From what I have heard from friends, and read, most HD based players tend to die from such things, and indeed lesser impacts. Additionally, HDDs have a mean-time-before-failure, or whatnow it is called, but I've never even heard of that term being mentioned when it comes to lasers. Logic dictates that there must be a chart for them as well, but..*shrug*

Of course when experiences are not first-hand it becomes harder to judge, but this is why some sort of study, or statistics, must come into play, not one person's experiences or 29 second-hand experiences.

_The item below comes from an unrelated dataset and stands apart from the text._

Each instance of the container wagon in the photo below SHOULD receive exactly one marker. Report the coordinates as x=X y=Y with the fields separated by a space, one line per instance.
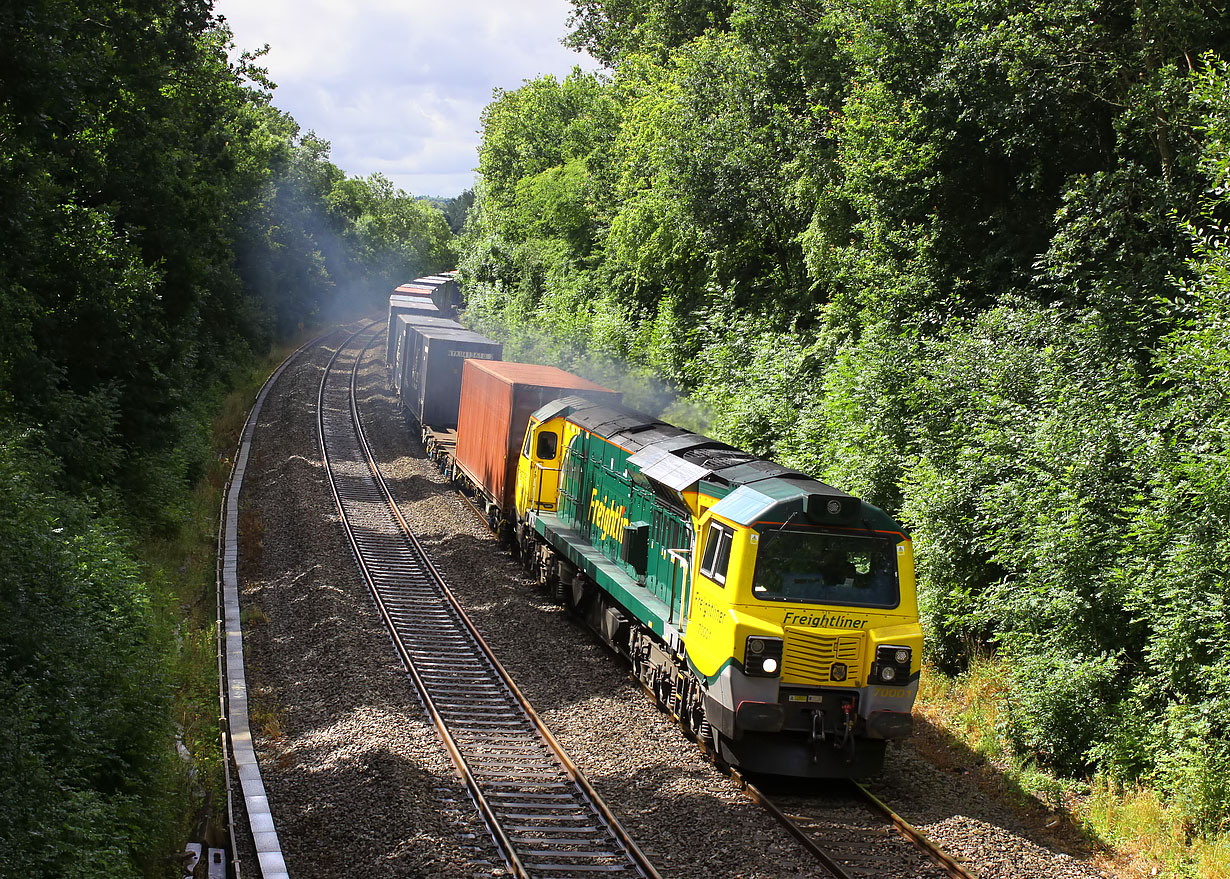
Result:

I guess I argue against flames with flames, but you seem a bit too consistent in your pro-iPod anti-MD texts. (And I suffer from iPod allergics, unfortunately :/ )

Sparky: It depends on what you use them for, as mentioned.
 
Jun 11, 2006 at 6:17 PM Post #59 of 65
Lasers failing on MD units is common enough on older units. I've read about it enough on MD forums and have had one unit fail myself. Lasers in CD players fail too. I've had a few of those repaired over the years too.

Only if you record more than you listen. Which I find hard to believe. Why would you record stuff you don't listen too. I only use my HiMD as a recorder. I playback my recordings on a DAP as a first reference.
 
Jun 12, 2006 at 4:23 PM Post #60 of 65
Quote:

Originally Posted by Lindinblade
It would be the hard disk thing. I've dropped my units a couple of times, and only had lasting damage in one of the cases, where the unit became mostly unable to record, and sometimes had minute-long gaps when attempting to simply read discs.

From what I have heard from friends, and read, most HD based players tend to die from such things, and indeed lesser impacts. Additionally, HDDs have a mean-time-before-failure, or whatnow it is called, but I've never even heard of that term being mentioned when it comes to lasers. Logic dictates that there must be a chart for them as well, but..*shrug*

Of course when experiences are not first-hand it becomes harder to judge, but this is why some sort of study, or statistics, must come into play, not one person's experiences or 29 second-hand experiences.

I guess I argue against flames with flames, but you seem a bit too consistent in your pro-iPod anti-MD texts. (And I suffer from iPod allergics, unfortunately :/ )

Sparky: It depends on what you use them for, as mentioned.




The iPod specifically doesn't enter into the argument here. The general DAP-vs-MD advantages apply to all DAPs generally speaking.


The need to flame for many I suppose comes from the fact that that party believes something to be true without actual experience. I have that experience (including head-to-head impact testing of DAPs and Hi-MD units) and I question anything I consider to be unfounded supposition.


"Unable to record" means "unable to load" which makes them somewhat useless. I've dropped a number of MD's and they've come away badly most of the time. Sharps invariably died on the first drop without fail. Sony's it was a 70-30 prospect in favour of it working I'd say, but it could still fail. HDD's can fail on the first drop, however most are fairly resilient... indeed, just as much as MD if not more these days. The difference is that when they die, the HDD DAP takes the media with it... but it is all on the computer of course and it can take less time to re-fill the unit to capacity than it takes for some MD players to record one disc.